7.6.2.2 The big picture for digital data collection
Input: semi-structured data
Output: structured data
Process:
Getting target data from a remote server
Parsing the target data your laptop/database
Database (push-parse): Push the large target data to a database, then explore, select, and filter it. If you are interested in using this option, check out my SQL for R Users workshop.
Sample-Parse. From RStudio.
Push-Parse. From RStudio.
But what exactly is this target data?
When you scrape websites, you mostly deal with HTML (defines a structure of a website), CSS (its style), and JavaScript (its dynamic interactions).
When you access social media data through API, you deal with either XML or JSON (major formats for storing and transporting data; they are light and flexible).
XML and JSON have tree-like (nested; a root and branches) structures and keys and values (or elements and attributes).
If HTML, CSS, and JavaScript are storefronts, then XML and JSON are warehouses.
By Andreas Praefcke (Own work), via Wikimedia Commons
7.6.2.3 Opportunities and challenges for parsing social media data
This explanation draws on Pablo Barbara’s LSE social media workshop slides.
Basic information
What is an API?: An interface (you can think of it as something akin to a restaurant menu. API parameters are API menu items.)
REST (Representational state transfer) API: static information (e.g., user profiles, list of followers and friends)
Streaming API: dynamic information (e.g, new tweets)
Why should we care?
API is the new data frontier.

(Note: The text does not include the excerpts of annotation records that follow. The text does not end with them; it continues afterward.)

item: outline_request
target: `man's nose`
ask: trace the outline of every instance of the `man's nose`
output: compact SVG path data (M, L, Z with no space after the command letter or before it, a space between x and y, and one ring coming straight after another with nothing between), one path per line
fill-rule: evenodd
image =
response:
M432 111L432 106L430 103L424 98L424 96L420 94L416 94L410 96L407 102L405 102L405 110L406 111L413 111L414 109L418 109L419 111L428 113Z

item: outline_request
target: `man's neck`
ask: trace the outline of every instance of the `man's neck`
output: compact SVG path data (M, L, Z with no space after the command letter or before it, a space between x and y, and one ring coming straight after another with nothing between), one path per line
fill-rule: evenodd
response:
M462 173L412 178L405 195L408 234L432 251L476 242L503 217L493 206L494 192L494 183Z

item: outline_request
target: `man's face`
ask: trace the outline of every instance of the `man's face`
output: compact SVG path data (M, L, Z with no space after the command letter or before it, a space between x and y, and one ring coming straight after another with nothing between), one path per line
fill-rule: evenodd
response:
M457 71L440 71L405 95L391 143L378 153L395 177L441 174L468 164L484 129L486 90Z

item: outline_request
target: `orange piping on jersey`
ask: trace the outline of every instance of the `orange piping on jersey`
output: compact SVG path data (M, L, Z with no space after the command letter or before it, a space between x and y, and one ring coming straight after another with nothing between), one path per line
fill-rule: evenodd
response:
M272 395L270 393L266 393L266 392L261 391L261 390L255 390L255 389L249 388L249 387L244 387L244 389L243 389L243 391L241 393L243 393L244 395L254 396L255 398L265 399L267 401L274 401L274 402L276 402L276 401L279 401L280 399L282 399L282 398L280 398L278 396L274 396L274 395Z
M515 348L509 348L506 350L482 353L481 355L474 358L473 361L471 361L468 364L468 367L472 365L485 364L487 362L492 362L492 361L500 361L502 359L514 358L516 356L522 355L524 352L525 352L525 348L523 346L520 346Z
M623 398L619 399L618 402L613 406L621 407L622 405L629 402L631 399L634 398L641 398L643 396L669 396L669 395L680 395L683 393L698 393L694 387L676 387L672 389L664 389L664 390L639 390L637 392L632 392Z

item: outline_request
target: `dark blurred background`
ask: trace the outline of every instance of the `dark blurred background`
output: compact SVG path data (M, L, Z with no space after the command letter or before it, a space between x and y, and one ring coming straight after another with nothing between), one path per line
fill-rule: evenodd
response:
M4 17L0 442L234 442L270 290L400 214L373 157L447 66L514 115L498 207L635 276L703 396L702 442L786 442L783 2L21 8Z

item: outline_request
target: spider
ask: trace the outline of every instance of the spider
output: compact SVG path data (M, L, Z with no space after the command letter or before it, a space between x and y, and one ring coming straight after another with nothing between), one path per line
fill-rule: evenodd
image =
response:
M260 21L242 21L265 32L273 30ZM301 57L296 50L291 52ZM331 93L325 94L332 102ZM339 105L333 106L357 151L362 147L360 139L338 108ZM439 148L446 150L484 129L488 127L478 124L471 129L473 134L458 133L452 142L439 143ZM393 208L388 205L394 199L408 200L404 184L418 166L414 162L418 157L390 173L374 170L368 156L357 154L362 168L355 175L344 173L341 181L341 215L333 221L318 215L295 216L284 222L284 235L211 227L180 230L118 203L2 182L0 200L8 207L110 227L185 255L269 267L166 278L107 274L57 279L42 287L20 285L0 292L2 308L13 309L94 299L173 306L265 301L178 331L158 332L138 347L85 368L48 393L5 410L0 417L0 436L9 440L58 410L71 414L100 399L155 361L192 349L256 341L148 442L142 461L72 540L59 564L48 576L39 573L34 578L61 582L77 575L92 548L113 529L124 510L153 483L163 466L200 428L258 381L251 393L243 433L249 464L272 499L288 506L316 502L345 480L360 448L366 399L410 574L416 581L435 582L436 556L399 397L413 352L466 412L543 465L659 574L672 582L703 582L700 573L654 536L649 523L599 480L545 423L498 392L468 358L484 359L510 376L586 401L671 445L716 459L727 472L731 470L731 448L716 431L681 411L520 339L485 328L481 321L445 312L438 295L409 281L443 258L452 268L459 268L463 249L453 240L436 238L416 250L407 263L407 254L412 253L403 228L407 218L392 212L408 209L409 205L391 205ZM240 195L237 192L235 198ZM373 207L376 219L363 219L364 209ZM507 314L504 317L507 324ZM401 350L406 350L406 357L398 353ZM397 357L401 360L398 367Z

ProgrammableWeb shows that there are more than 24,046 APIs as of April 1, 2021.
Big and streaming (real-time) data
High-dimensional data (e.g., text, image, video, etc.)
Lots of analytic opportunities (e.g., time-series, network, spatial analysis)
Also, this type of data has many limitations (external validity, algorithmic bias, etc).
Think about taking the API + approach (i.e., API not replacing but augmenting traditional data collection)
How API works
Request (you form a request URL) <-> Response (API responses to your request by sending you data usually in JSON format)
API Statuses
Twitter API is still widely accessible (v2
In January 2021, Twitter introduced the academic Twitter API that allows generous access to Twitter’s historical data for academic researchers
Many R packages exist for the Twitter API: rtweet (REST + streaming), tweetscores (REST), streamR (streaming)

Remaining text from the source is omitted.